A former senior Garda accused of leaking information to the IRA that led to the killing of two high-ranking RUC officers insisted he spent every day of his life fighting against subversives.
As the Smithwick Inquiry had its final sitting before summer recess, Owen Corrigan said he was deeply insulted by allegations he colluded with the terror group.
He maintained he was not an IRA sympathiser, despite claims in an RUC report dated 1985 that he was.
"I think it's the greatest insult to my integrity," said Mr Corrigan, a former detective sergeant in Dundalk.
Under cross-examination by his solicitor Jim O'Callaghan, Mr Corrigan said he was hurt by many of the allegations that emerged during the tribunal.
"I found a lot of comments including comments in relation to several matters that were raised very hurtful," he said.

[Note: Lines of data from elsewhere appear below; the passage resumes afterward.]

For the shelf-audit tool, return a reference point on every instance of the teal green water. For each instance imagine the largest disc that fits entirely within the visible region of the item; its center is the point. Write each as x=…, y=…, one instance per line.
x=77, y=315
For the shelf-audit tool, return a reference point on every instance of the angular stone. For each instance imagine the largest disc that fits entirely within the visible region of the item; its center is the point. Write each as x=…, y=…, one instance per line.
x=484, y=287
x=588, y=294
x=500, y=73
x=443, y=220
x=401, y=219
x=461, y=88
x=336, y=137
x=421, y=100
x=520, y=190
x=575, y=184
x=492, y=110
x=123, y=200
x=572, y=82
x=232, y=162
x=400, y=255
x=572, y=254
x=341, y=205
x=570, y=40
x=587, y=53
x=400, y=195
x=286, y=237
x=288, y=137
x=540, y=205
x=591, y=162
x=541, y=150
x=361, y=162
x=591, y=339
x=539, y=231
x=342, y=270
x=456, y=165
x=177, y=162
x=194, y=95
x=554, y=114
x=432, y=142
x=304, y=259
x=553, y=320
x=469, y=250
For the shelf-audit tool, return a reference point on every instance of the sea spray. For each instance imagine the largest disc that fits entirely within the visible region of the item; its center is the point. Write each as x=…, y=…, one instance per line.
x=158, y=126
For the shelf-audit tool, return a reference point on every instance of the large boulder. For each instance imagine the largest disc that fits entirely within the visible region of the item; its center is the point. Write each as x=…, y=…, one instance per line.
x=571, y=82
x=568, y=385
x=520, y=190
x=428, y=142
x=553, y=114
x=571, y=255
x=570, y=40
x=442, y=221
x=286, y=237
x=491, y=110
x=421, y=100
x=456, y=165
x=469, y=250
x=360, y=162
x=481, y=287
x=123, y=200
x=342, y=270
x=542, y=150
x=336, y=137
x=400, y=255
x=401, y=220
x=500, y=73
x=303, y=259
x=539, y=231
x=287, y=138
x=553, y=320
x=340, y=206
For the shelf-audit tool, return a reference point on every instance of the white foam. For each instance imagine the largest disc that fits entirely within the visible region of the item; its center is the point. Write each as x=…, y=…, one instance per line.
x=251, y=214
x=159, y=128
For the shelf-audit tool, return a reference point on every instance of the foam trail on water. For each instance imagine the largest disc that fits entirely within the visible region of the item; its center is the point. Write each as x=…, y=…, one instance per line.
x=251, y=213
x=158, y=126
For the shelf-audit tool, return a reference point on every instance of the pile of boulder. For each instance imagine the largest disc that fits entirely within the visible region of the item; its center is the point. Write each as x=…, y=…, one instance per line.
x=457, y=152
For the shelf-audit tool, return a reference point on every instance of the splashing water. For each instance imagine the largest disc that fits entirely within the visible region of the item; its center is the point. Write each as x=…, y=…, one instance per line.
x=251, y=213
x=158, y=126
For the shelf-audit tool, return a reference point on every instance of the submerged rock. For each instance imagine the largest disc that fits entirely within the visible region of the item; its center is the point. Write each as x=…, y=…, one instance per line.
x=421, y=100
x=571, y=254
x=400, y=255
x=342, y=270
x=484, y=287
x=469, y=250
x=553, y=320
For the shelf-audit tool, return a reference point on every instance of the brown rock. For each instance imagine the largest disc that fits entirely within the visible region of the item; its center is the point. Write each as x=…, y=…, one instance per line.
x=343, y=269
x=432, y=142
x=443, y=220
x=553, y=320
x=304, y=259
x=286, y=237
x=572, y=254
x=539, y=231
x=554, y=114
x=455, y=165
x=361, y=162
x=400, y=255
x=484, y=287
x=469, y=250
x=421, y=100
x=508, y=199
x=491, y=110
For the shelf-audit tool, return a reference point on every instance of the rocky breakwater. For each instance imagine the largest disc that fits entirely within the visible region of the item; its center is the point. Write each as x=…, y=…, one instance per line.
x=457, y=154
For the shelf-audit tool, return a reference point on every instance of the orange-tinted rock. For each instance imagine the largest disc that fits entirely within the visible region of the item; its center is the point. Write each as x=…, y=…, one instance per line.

"Including allegations that I was malingering and that I was guilty of deception, which I find deeply offensive."
Mr Corrigan took to the witness box for the 15th time during the tribunal - a probe into allegations of collusion between gardai and the paramilitary group's ambush of Chief Superintendent Harry Breen and Superintendent Bob Buchanan.
The high-ranking officers were returning from a meeting on March 20, 1989 with gardai in Dundalk when they were ambushed and shot dead just north of the border in Co Armagh. The Provisional IRA claimed responsibility for the murders.
As Judge Peter Smithwick adjourned the tribunal until the end of August, Mr O'Callaghan said he had not finished cross-examining his client, who is expected to return to the witness box.